The port at Jorf Lasfar teems with activity. The vessels being loaded transport over 11 million tonnes of fertilizer to five continents, every year. But today, we’re focused just outside the port. A cargo ship is anchored while drones – manned by a team on the shore – fly around it.
The onshore team are wearing VR headsets, examining the footage that’s streaming from the drones
The onshore team are all wearing virtual reality (VR) headsets, examining the footage that’s streaming from the drones. They’re inspecting the vessel before it enters the port. By knowing if the vessel’s hold is dry and ready for cargo, they’ll either be able to give the all clear for the vessel to enter the port, or they’ll be able to give the captain instructions about what needs to be remedied.
“Inspecting the vessels by drone came from an innovation campaign run by the Jorf Lasfar maritime operations department,” says Soukaina Ouarahmoun, the port operations lead. “The campaign was open to all employees and supported by the OCP Innovation team via its digital platform, Innov’OCP.”
The campaign brief was to find opportunities where the Jorf Lasfar team could save time, reduce cost or increase safety. In total, 77 ideas were submitted, one of which was the remote drone inspection.
If a vessel comes into port and its hold is still wet or not clean, the OCP team will not risk compromising the fertilizer by placing it in the hold. Precious time is wasted while the vessel’s crew then have to ready the hold.
“Our OCP Digital Office helped us through their partner, Drone Reveal, a Moroccan start-up,” continues Soukaina. “They worked tirelessly to ensure that the drones could transmit good quality visuals, no matter what the position of the hold, and we also had to ensure that the drones could cope with different (and often difficult) conditions. Wind, humidity and the movement of the vessel could all impact on the drones’ ability to fly and transmit footage.”
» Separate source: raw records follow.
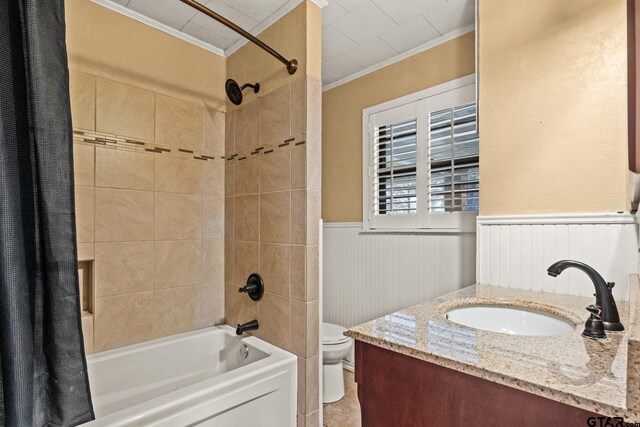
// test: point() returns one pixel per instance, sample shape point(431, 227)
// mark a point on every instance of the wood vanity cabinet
point(397, 390)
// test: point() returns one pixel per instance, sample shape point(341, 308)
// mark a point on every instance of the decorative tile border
point(287, 144)
point(128, 144)
point(105, 140)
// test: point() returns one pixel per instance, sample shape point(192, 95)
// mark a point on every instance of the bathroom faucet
point(604, 296)
point(249, 326)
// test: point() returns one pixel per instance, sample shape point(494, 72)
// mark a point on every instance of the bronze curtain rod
point(292, 65)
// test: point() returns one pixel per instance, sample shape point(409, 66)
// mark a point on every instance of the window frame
point(423, 220)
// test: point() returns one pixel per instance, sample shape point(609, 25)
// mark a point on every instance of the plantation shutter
point(452, 158)
point(421, 160)
point(393, 170)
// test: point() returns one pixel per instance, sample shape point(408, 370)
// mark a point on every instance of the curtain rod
point(292, 65)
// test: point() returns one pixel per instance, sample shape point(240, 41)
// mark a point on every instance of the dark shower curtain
point(43, 370)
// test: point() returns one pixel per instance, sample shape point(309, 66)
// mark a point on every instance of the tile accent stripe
point(126, 144)
point(262, 150)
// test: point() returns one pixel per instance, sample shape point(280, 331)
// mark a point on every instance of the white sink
point(510, 320)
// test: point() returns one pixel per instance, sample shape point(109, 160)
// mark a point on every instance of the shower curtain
point(43, 372)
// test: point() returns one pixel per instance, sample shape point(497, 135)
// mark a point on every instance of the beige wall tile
point(228, 217)
point(275, 172)
point(123, 215)
point(85, 226)
point(212, 217)
point(299, 272)
point(245, 261)
point(274, 268)
point(177, 175)
point(299, 217)
point(177, 216)
point(83, 164)
point(213, 178)
point(308, 385)
point(229, 246)
point(124, 110)
point(247, 128)
point(122, 320)
point(275, 217)
point(213, 261)
point(124, 169)
point(229, 180)
point(298, 108)
point(229, 134)
point(87, 333)
point(214, 132)
point(82, 90)
point(85, 285)
point(247, 177)
point(275, 320)
point(178, 123)
point(85, 251)
point(299, 167)
point(123, 268)
point(275, 116)
point(176, 310)
point(176, 263)
point(238, 306)
point(212, 304)
point(304, 328)
point(246, 217)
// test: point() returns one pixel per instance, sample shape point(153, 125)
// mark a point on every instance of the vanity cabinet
point(398, 390)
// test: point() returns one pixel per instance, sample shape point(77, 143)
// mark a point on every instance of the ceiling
point(356, 34)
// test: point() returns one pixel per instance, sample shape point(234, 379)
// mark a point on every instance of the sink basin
point(510, 320)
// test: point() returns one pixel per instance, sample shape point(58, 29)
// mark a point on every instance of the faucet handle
point(596, 311)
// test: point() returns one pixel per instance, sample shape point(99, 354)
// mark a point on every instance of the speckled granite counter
point(588, 374)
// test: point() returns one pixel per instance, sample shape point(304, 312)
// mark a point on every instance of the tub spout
point(249, 326)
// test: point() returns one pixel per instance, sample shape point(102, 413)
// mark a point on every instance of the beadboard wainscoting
point(515, 251)
point(368, 275)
We’ve already inspected over a hundred vessels by drone
The process the team uses today is the one they refined during testing. The ship is anchored at a place designated safe by the harbor master. The team onshore launches their drones and the inspection begins. It’s the first of its kind in Morocco and Africa.
“We’ve already inspected over a hundred vessels like this,” says Soukaina, “and about half of them were not ready for cargo.
“This process is saving an estimated 13 hours per vessel. Which, in working hours, is over a day of harbour time. It’s really significant.”